Over the years, he’s constructed a number of powerboats out of plywood, fiberglass and cloth. He prefers the contemplative space carved out by time-intensive, large-scale projects. For him, the reward is in the process, rather than the finished product. He estimated his last boat would take six months to finish. It took him three and a half years.
For the plane, he’s aiming for a final cost of $20,000, by his reckoning roughly a third the typical cost of kit planes. He’s completed a piece of the tail section.
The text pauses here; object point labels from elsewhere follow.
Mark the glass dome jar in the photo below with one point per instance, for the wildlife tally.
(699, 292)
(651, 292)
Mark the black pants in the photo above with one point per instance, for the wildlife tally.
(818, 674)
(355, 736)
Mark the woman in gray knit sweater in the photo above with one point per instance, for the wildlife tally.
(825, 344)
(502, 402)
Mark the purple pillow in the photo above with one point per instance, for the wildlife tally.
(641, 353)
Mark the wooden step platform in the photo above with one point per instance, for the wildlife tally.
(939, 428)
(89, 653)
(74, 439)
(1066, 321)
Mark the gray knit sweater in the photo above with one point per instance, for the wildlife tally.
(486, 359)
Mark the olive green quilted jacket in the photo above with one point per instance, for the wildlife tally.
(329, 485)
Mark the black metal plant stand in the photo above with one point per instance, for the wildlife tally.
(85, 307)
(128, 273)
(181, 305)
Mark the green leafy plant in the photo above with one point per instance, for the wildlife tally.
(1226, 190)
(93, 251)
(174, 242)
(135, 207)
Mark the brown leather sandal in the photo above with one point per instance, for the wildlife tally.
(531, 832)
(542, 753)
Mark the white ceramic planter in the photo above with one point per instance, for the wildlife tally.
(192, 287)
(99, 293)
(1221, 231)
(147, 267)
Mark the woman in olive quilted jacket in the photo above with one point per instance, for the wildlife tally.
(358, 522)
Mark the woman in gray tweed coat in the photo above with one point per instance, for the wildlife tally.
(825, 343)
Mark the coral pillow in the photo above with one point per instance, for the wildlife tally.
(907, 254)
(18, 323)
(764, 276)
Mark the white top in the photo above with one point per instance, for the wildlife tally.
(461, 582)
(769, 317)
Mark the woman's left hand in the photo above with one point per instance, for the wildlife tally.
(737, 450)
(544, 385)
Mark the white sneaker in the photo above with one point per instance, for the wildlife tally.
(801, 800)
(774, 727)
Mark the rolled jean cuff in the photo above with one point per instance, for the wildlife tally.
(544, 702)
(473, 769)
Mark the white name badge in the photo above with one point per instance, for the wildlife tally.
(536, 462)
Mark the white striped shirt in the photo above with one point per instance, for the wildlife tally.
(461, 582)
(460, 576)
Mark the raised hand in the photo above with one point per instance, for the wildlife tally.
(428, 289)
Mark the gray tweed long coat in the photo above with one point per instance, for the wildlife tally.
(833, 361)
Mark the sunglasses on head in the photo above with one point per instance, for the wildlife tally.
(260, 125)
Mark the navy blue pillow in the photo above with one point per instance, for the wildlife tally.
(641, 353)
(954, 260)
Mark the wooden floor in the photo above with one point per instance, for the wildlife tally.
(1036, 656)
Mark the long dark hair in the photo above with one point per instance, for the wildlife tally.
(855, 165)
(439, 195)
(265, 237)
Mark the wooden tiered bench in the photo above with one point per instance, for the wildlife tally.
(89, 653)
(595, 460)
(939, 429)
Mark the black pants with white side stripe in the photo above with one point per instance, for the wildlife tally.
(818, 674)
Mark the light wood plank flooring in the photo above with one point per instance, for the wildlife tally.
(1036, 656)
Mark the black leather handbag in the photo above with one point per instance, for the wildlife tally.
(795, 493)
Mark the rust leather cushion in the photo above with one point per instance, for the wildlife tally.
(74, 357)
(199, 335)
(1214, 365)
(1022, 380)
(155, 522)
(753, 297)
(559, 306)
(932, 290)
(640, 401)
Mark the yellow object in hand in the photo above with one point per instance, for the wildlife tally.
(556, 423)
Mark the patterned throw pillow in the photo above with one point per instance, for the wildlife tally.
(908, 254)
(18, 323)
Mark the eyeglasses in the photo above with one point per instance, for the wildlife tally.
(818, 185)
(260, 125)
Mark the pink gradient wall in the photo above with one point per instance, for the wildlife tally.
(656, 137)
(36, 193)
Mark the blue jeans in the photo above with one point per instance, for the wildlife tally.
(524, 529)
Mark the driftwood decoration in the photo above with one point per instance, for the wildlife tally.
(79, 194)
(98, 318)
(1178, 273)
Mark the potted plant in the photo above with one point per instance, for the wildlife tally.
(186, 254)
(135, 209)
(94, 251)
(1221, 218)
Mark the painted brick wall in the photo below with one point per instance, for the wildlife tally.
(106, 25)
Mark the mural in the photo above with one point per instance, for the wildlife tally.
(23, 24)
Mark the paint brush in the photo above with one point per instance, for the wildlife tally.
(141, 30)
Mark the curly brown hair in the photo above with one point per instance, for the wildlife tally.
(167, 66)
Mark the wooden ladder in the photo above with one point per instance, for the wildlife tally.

After the frame takes shape, he’ll install avionics and an engine. (He’s looking for a salvageable Corvair engine.)
But building the airframe from the ground up, starting with cutting, bending and riveting raw sheets of aluminum, is less about saving money than about immersing himself in as much of the hands-on work as possible. “So far I’ve mostly been planning and purchasing materials, which is not fun,” he says. “Now I’m cutting materials, which is fun. That’s the whole point.”
At the outset, he joined the local chapter of the Experimental Aircraft Association, who’ll help ensure his plane is airworthy and compliant with federal regulations. He also joined TechShop, because “I knew I’d have access to any tool I’ll need,” he says. “But it hasn’t turned out to be what I thought it would.
“I thought I’d come in, use the tools and go home. But I’ve met people I wouldn’t have met any other wayphysicists, engineers. And I’m always learning something I didn’t know I didn’t know. It’s hard to describethings come up that I didn’t even know I was interested in.”
It’s a common refrain in the TechShop community: Come for the tools, stay for the fellowship. The esprit de corps is fostered by the meditative spirit that arises when a busyness of hands stills the mind, and engagement with the physical world directs the attention outward to peace and purpose, rather than inward to anxiety and doubt. As Crawford writes in Shop Class, “The satisfactions of manifesting oneself concretely in the world through manual competence have been known to make a man quiet and easy. They seem to relieve him of the felt need to offer chattering interpretations of himself to vindicate his worth. He can simply point: the building stands, the car now runs, the lights are on.”